To estimate expected returns, we start by assuming markets are fairly priced; therefore, expected returns represent fair compensation for the degree of risk each asset class contributes to a broadly diversified market portfolio. These returns are called equilibrium returns, and we estimate them by first calculating the beta of each asset class with respect to a broad market portfolio based on historical standard deviations and correlations. Then we estimate the expected return for the market portfolio and the risk‐free return. We calculate the equilibrium return of each asset class as the risk‐free return plus the product of its beta and the excess return of the market portfolio. Moreover, we can easily adjust the expected return of each asset class to accord with our views about departures from fair value. Suppose we estimate the market's expected return to equal 7.5 percent and the risk‐free return to equal 3.5 percent. Given these estimates, together with estimates of beta based on monthly returns from January 1976 through December 2016, we derive the equilibrium returns shown in Table 2.1.
TABLE 2.1 Expected Returns
Asset Classes | Equilibrium Returns | Views | Confidence | Expected Returns |
U.S. Equities | 8.8% | 8.8% | ||
Foreign Developed Market Equities | 9.5% | 9.5% | ||
Emerging Market Equities | 11.4% | 11.4% | ||
Treasury Bonds | 4.1% | 4.1% | ||
U.S. Corporate Bonds | 4.9% | 4.9% | ||
Commodities | 5.4% | 7.0% | 50% | 6.2% |
Cash Equivalents | 3.5% | 3.5% |
Assumes 3.5% risk‐free return and 4.0% market risk premium.

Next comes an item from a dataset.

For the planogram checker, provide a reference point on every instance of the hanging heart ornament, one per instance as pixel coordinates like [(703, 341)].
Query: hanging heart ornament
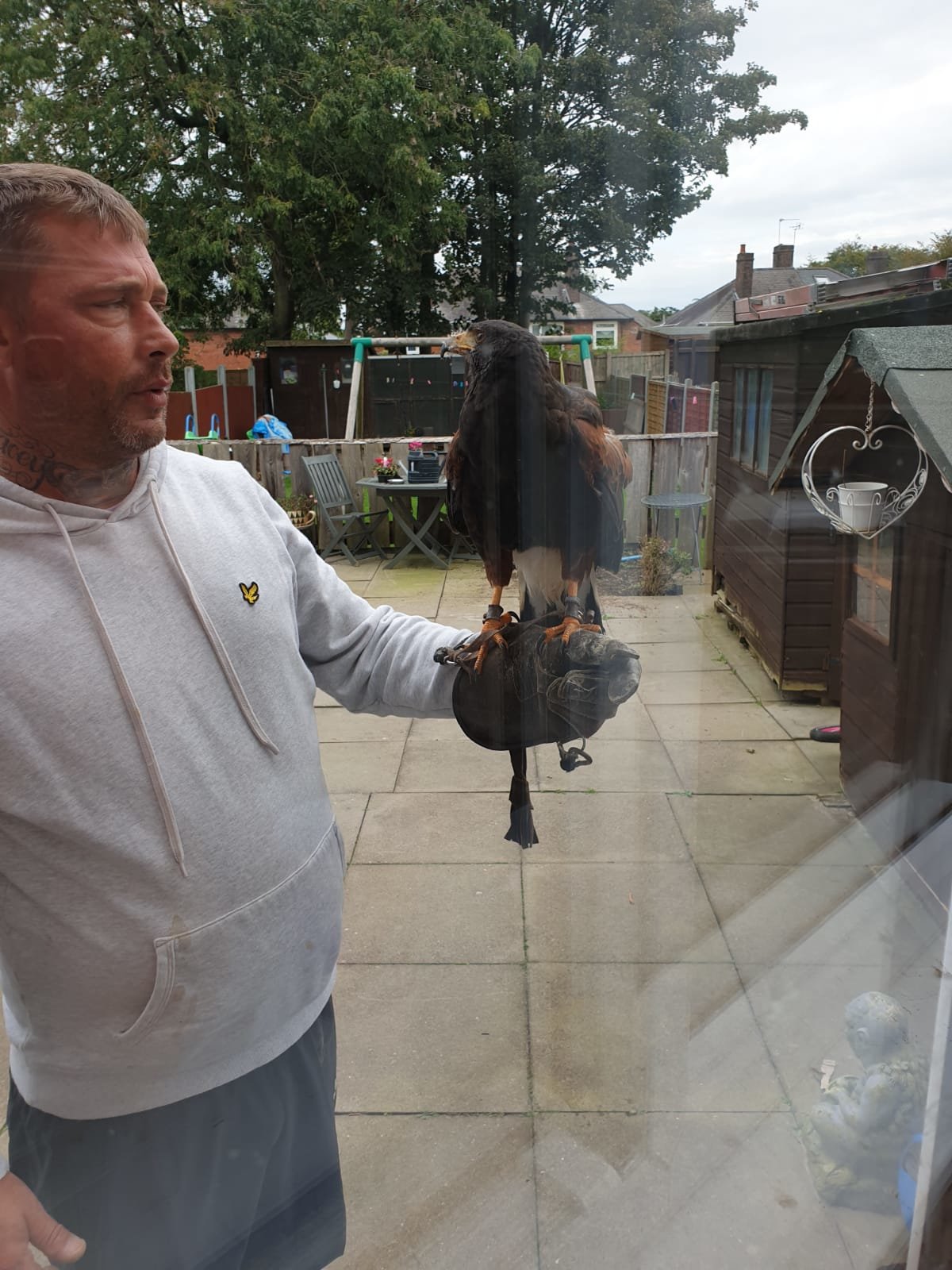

This approach is straightforward to implement in practice, even with more nuanced assumptions. The current risk‐free return is readily observable. There are a variety of methods for estimating the expected return of a diversified market portfolio. For example, we might adjust the historical risk premium to accord with current risk levels and add this adjusted risk premium to the current risk‐free return. We may expect some asset classes to produce returns that differ from those that would occur if markets were in equilibrium and perfectly integrated, especially if they are not typically arbitraged against other asset classes. Suppose we expect commodities to return 7.0 percent and we assign as much confidence to this view as we do to the equilibrium return. We can blend the equilibrium estimate with our view to derive expected return. The final column of Table 2.1 shows the expected returns for each of the asset classes in our analysis.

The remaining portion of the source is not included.